Jetant un regard à sa voiture, il poussa un soupire. En effet, il n'était pas certain de la retrouver à son retour : les enfants considéraient comme leur propriété tout ce qui se trouvait à l'intérieur de leur périmètre. Tant pis. Du pas le plus assuré qu'il put, il se dirigea vers le Refuge.
Quelques instants plus tard, Jan se tenait devant lui. Se fendant d'un large sourire, il franchit le pas qui les séparaient et, mû par ce reflex qui ne le quittait pas, l'entoura de ses bras.
" Tu m'as manqué. " lui dit-il d'un ton sincère, avec un sourire doux.
Son visage redevint sérieux, tandis qu'il enchaînait :
" J'ai besoin d'un coup de main, Jan. "*
A présent, il se trouvait devant une porte close, non loin du dortoir principal de la Tour.
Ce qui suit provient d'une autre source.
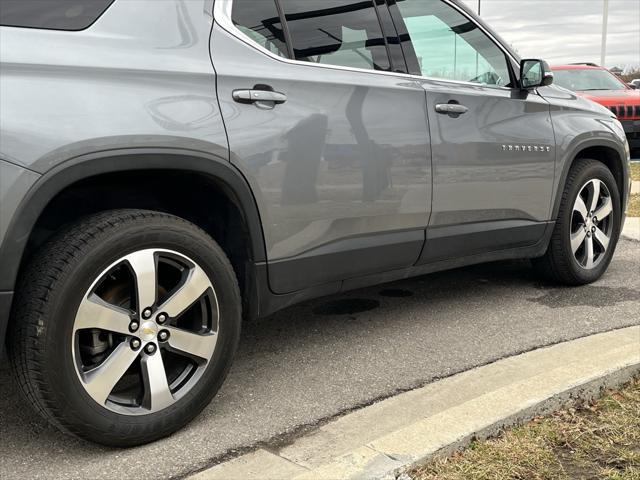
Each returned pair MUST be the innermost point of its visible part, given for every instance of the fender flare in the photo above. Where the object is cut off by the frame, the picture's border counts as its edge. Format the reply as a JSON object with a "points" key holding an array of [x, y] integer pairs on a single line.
{"points": [[570, 159], [113, 161]]}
A cette heure-ci, les couloir étaient pratiquement déserts : les seuls enfants encore debout étaient les patrouilles, telles que le duo qu'il avait croisé en arrivant. Il poussa un soupir, avant de frapper trois coups secs sur le battant.
Un temps.
" Entrez, je me réveille et je suis à vous..." déclara une voix féminine depuis l'intérieur.
Il l'avait réveillée ? Galant, il nota mentalement qu'il ne faudrait pas manquer de s'excuser. Après tout, elle était, d'après les dires de Jan, celle qui veillait sur les plus jeunes, et Kazuki se doutait que cette tâche devait se révéler éreintante.
La porte s'ouvrit rapidement, dévoilant la jeune fille... Au sens propre du terme. Kazuki haussa un sourcil en découvrant Eiko - c'est le nom que Jan avait prononcé - vêtue en tout et pour tout d'un short et d'un soutient-gorge. Pas que Kaz soit particulièrement impressionnable, mais il devait avouer qu'il ne s'était guère attendu à un tel accueil.
" Hum... Bonsoir. " salua-t-il, un sourire dans la voix.
" J'avais besoin de vos services, mais... je dérange peut-être ? "Il jeta un bref coup d'oeil à la pièce derrière elle avant de reporter son attention sur son occupante. Pas très grande, sans pour autant être minuscule, elle abordait une longue chevelure d'un noir de jais qui offrait un contraste saisissant avec la pâleur de son teint. Sa silhouette était fine sans pour autant être enfantine, et ses yeux, immenses, semblaient chargés du poids des responsabilités qui pesaient sur elle.
Décidant d'aller droit au but, il enchaîna :
" J'ai besoin de soins. " annonça-t-il de but en blanc.
" Jan m'a dit que vous pourriez m'aider. "Sur ce, il releva sa manche, laissant apparaître les stigmates de sa soirée. Même si, au vu de son visage, elle avait déjà dû comprendre que c'était des coups qu'elle allait avoir à soigner.